L’abondance de commentaires journalistiques de tout style agace et même exaspère la députée démissionnaire de Bourget, Diane Lemieux, selon les confidences qu’elle a livrées à l’émission Tout le monde en parle, le dimanche  30 septembre dernier. De fait, ils sont devenus une loquacité excessive de la communication publique qui a envahi l’espace médiatique au cours des dernières années. Le journalisme québécois cultive à nouveau l’opinion journalistique en étant, cependant, délesté de sa nature explicitement partisane de jadis. Les chroniqueurs ont supplanté les éditorialistes en tant que figures d’autorité de la parole publique. Deux tendances extrêmes délimitent cette loquacité à l’intérieur de laquelle s’insèrent les styles rédactionnels des chroniqueurs: ceux qui révèlent des faits inédits de coulisses et ceux qui parlent avant tout d’eux-mêmes pour se faire admirer, à l’exemple de l’illustre Pierre Foglia.

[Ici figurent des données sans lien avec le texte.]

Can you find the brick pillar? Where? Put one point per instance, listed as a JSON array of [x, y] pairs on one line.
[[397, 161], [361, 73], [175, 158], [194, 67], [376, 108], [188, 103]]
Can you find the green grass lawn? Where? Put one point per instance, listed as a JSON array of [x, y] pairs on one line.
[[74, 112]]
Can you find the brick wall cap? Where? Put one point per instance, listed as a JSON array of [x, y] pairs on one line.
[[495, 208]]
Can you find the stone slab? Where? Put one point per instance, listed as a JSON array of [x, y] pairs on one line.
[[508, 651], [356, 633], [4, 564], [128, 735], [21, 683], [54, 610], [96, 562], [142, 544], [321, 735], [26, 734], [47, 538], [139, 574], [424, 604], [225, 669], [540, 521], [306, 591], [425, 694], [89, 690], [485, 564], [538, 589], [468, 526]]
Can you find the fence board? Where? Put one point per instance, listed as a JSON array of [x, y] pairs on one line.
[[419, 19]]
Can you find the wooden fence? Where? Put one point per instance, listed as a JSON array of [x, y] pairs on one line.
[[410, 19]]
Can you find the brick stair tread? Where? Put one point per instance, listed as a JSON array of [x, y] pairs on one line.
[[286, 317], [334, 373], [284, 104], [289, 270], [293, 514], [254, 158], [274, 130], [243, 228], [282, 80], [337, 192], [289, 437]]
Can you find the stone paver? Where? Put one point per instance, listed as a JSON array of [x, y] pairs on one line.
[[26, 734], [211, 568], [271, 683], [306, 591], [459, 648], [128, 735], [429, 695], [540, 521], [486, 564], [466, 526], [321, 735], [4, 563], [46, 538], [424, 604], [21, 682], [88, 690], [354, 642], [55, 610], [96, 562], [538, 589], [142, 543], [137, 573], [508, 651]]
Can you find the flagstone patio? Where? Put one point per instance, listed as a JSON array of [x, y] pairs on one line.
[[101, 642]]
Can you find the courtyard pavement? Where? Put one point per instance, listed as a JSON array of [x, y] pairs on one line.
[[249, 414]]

Gilbert Lavoie, journaliste très expérimenté, est un chroniqueur qui se rapproche davantage de la première tendance que de la seconde. Sa chronique du mardi 2 octobre 2007 intitulée «Le p’tit Coderre», laquelle faisait suite au conseil général de l’ADQ à Victoriaville, la semaine dernière, en est un exemple patent. Lavoie, posté «à l’arrière de la salle» où se tenaient les débats, a observé le comportement du député de Marguerite-D’Youville, Simon-Pierre Diamond, «(diriger) le trafic vers les microphones afin de bloquer les résolutions ».

Gilbert Lavoie livre au public de son journal des faits inédits de paroles et de comportements sur lesquels il fait reposer son interprétation de ce qui s’est passé :«(..) Dans un parti qui se veut plus démocrate que les autres, écrit-il, on aurait dû laisser la chance aux militants de défendre leurs idées.» Puis il pose un geste d’une remarquable équité : il téléphone au député Diamond pour l’informer de l’interprétation qu’il donne à son comportement. Celui-ci, précise  Gilbert Lavoie, «a reconnu avoir dirigé cette opération, mais a nié avoir tout bloqué.»

Le chroniqueur n’a pas perdu son sens éthique de la démarche du reporter : présenter les deux côtés d’une question pour une plus grande équité de l’information de presse. Et lorsque la chronique est appuyée sur des faits, particulièrement inédits, pour interpréter la signification sociale et politique des événements, elle se renouvelle elle-même au jour le jour. Et si en plus, elle donne simultanément la parole aux cibles qu’elle vise, elle met en pratique un principe d’équité de la communication publique. On doit donc conclure que, dans la présente chronique, Le p’tit Coderre a été un personnage politique de l’ADQ créé par l’équitable Lavoie.